Abstract

The gas industry worldwide is flourishing, with gas shaping up as the new century’s energy gold rush. Viewed as less emissions-intensive than coal — although this is vigorously contested — gas is staking its claim as the cleaner transition fuel of choice. The International Energy Agency (IEA, 2012, 2013) reports that we are in the midst of a ‘golden age of gas’, with gas predicted to overtake coal to provide a 25 per cent share of the global energy mix by 2035. This would make it second only to oil (IEA, 2012: 10). Conventional gas resources such as Liquefied Natural Gas (LNG) have been stepped up to meet the rapidly increasing energy demands of nations and consumers across the globe, particularly the markets of China and India. But it is the newly emergent unconventional gas industry that is experiencing some of the most stellar growth. This is particularly so in the United States, but many other countries are also undergoing unprecedented expansion of their unconventional gas resources.
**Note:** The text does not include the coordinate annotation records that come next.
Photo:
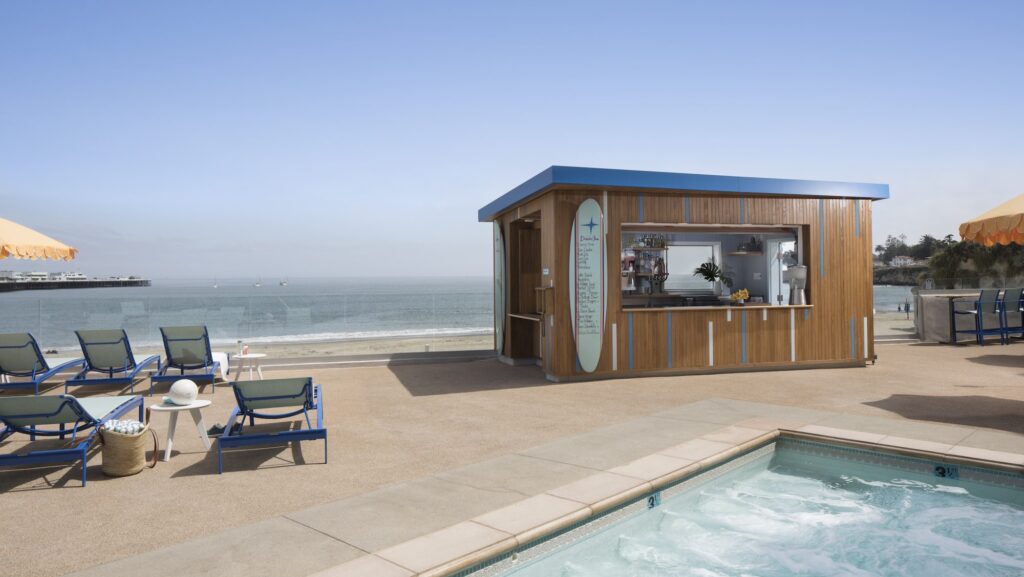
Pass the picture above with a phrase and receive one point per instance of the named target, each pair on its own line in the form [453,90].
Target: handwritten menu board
[499,288]
[588,283]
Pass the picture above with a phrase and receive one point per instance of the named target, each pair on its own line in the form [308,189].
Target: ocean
[305,311]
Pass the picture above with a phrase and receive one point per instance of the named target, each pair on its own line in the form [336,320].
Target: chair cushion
[254,395]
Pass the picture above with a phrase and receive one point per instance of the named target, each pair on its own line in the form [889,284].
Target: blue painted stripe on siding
[670,339]
[630,317]
[742,331]
[853,337]
[821,238]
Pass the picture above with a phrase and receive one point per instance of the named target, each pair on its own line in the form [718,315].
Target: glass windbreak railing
[296,320]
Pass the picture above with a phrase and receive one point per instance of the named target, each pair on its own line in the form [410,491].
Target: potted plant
[713,274]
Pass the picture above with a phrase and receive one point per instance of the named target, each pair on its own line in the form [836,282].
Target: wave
[360,335]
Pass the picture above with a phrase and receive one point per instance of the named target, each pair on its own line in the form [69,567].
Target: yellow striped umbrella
[22,242]
[1004,224]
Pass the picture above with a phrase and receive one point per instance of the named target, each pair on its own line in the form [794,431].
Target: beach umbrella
[1004,224]
[22,242]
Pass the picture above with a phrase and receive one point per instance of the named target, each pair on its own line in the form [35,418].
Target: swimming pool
[802,507]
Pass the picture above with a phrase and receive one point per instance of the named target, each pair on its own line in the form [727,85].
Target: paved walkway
[415,449]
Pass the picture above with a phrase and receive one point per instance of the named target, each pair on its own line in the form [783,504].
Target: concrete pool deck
[417,449]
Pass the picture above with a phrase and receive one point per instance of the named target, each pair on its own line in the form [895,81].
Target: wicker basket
[125,454]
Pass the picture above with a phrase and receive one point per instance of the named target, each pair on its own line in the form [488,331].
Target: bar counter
[745,306]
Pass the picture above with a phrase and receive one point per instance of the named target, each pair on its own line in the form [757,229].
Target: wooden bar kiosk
[603,273]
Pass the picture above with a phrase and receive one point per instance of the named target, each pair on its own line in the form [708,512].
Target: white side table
[253,360]
[195,409]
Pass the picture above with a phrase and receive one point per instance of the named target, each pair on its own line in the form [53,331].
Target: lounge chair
[20,358]
[108,352]
[1011,304]
[187,348]
[987,303]
[255,396]
[29,413]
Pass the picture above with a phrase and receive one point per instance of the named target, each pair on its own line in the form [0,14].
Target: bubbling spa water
[808,517]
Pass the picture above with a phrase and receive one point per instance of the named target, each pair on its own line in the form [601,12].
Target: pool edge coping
[389,561]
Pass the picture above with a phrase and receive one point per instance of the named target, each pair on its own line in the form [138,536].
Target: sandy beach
[355,346]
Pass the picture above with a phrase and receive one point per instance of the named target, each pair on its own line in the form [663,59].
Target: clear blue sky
[326,138]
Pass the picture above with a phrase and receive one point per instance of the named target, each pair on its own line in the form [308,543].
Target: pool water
[792,512]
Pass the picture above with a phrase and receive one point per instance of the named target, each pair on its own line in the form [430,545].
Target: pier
[8,286]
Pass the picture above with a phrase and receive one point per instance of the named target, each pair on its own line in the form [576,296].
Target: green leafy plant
[713,273]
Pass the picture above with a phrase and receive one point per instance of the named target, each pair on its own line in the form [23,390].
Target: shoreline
[886,324]
[315,348]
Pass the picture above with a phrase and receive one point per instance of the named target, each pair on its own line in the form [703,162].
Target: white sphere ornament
[183,392]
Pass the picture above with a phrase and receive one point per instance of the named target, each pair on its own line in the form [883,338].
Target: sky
[244,139]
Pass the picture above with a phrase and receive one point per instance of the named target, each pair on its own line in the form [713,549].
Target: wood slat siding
[822,333]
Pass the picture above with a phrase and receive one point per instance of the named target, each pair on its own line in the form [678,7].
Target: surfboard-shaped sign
[499,288]
[588,283]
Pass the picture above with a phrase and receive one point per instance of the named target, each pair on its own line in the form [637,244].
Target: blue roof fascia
[571,175]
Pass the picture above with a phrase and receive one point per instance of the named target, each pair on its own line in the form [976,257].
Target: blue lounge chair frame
[41,370]
[208,366]
[988,302]
[1011,304]
[127,372]
[310,399]
[78,451]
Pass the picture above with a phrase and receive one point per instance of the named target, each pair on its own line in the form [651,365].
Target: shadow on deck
[989,412]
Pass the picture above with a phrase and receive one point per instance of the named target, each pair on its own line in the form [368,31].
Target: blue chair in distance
[1011,304]
[187,348]
[291,396]
[109,353]
[987,303]
[20,358]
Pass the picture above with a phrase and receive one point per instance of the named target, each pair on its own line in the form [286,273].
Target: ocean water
[306,310]
[808,516]
[888,297]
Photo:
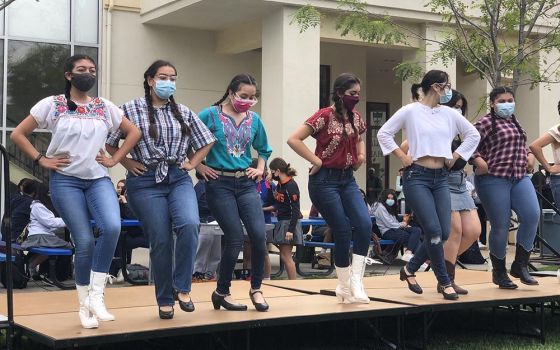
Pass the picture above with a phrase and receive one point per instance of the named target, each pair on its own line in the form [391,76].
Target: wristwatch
[38,158]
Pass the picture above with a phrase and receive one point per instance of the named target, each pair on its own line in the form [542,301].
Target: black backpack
[20,275]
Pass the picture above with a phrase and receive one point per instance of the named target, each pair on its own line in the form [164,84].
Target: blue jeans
[427,194]
[336,195]
[408,236]
[78,201]
[499,197]
[232,201]
[163,208]
[555,187]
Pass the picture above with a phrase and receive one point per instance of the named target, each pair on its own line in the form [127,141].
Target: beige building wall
[287,64]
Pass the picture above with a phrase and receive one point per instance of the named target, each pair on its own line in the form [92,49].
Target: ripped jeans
[427,194]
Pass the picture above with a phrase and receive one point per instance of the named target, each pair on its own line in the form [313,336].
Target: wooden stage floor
[51,317]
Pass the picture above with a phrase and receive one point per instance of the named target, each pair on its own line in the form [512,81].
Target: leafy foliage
[501,40]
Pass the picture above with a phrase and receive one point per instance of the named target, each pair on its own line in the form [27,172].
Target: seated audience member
[287,232]
[42,228]
[208,253]
[369,206]
[386,216]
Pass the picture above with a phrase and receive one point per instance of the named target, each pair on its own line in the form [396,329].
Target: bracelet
[38,158]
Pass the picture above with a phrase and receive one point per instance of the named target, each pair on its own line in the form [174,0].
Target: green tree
[496,38]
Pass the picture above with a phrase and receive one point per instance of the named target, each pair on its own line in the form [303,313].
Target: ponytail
[414,91]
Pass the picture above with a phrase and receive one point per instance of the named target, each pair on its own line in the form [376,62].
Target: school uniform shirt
[43,221]
[266,192]
[336,140]
[505,150]
[287,204]
[170,146]
[78,134]
[429,132]
[232,150]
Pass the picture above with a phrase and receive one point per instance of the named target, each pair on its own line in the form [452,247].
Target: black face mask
[83,82]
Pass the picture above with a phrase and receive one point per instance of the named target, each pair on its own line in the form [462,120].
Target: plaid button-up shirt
[171,145]
[504,150]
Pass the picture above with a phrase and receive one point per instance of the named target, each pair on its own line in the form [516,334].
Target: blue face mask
[164,88]
[504,110]
[446,97]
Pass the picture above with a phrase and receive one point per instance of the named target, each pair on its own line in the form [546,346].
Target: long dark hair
[430,78]
[456,97]
[280,164]
[393,210]
[151,73]
[342,83]
[493,96]
[68,67]
[235,83]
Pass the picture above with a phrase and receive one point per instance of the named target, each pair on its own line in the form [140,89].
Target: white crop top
[429,132]
[79,134]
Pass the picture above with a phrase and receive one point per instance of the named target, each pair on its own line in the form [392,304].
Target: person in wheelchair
[386,216]
[42,229]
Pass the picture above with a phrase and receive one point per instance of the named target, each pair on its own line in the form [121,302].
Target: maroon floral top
[336,142]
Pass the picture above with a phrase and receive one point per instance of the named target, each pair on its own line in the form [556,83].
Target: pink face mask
[242,105]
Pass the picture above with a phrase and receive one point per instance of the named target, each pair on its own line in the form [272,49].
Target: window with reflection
[49,20]
[35,71]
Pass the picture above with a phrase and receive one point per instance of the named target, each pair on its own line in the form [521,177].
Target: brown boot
[451,273]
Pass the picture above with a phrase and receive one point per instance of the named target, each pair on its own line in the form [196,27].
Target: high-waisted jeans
[500,196]
[427,194]
[336,195]
[163,208]
[78,201]
[232,201]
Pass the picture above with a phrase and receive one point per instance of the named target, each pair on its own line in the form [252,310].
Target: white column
[290,86]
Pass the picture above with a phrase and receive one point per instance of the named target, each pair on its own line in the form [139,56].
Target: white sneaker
[407,256]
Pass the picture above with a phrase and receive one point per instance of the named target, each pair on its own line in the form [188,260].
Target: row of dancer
[433,183]
[166,140]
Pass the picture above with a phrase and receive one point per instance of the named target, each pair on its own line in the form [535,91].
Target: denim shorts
[461,199]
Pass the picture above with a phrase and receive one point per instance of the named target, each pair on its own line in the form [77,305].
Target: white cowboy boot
[98,280]
[86,318]
[342,290]
[356,279]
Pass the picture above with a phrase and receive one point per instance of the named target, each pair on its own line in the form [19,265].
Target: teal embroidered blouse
[232,150]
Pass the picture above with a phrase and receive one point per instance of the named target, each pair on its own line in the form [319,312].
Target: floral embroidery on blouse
[348,159]
[329,151]
[95,109]
[237,138]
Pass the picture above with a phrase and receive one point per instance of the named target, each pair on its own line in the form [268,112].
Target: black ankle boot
[450,267]
[219,300]
[447,296]
[499,273]
[519,266]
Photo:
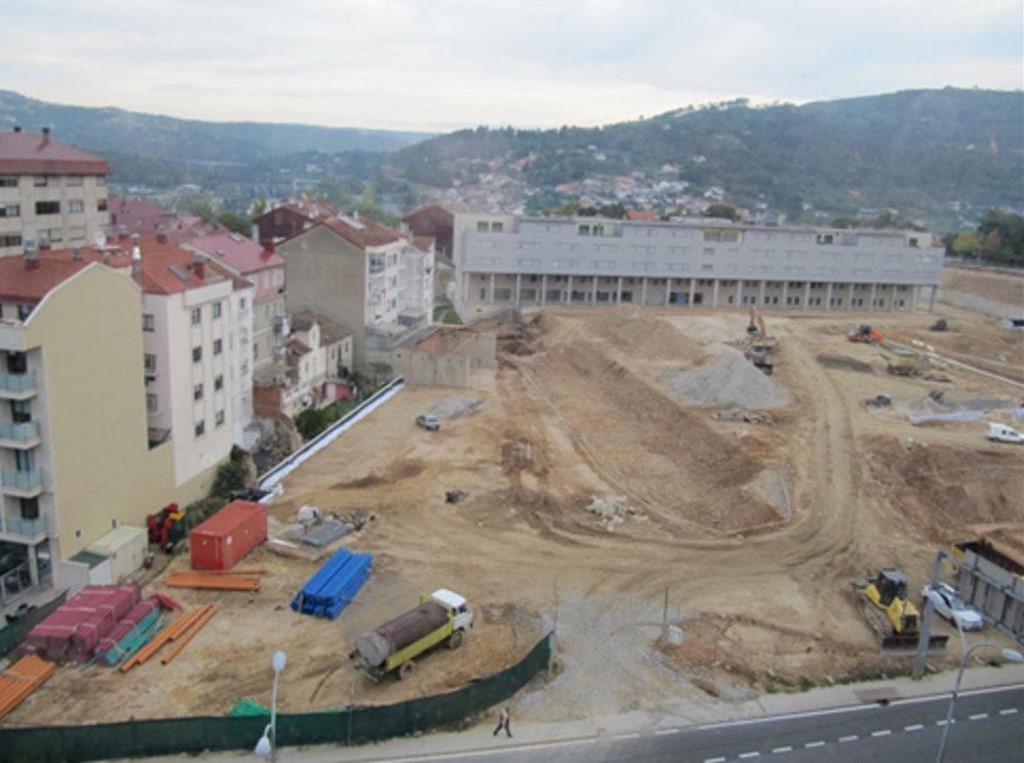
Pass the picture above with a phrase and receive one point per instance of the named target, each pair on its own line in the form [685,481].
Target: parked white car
[948,603]
[1003,433]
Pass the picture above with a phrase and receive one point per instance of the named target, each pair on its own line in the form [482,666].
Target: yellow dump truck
[442,617]
[900,361]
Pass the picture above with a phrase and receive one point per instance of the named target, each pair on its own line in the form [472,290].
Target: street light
[267,744]
[1011,655]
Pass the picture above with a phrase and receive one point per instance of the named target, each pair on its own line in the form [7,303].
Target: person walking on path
[504,721]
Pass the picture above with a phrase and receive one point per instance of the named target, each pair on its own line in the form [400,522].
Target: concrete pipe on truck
[377,645]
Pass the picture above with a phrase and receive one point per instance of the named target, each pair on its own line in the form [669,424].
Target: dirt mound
[631,432]
[842,362]
[942,490]
[643,335]
[730,380]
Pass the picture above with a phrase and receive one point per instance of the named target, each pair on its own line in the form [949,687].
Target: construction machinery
[865,334]
[900,361]
[756,332]
[892,616]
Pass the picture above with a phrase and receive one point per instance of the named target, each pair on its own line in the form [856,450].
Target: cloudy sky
[441,65]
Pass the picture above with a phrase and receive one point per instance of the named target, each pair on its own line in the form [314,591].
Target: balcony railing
[24,432]
[15,525]
[23,480]
[16,382]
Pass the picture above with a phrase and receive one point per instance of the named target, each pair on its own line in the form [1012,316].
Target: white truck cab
[462,616]
[1003,433]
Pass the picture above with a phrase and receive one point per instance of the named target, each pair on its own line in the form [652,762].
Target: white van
[1001,433]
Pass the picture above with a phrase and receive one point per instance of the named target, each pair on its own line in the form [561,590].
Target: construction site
[689,525]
With recent technological innovations such as horizontal drilling facilitating access, the IEA estimates that technically recoverable unconventional gas reserves worldwide are approaching size equivalence to available conventional ones. In the United States, the shale gas boom is expected to provide over half of its domestic supplies of gas in 20 years. Australia too is experiencing its own unconventional gas boom, especially in the states of Queensland (QLD) and New South Wales (NSW). While not of the scale of its counterpart in the United States, the unconventional gas industry in Australia has gone from relative obscurity just a few years ago to assume a burgeoning status today.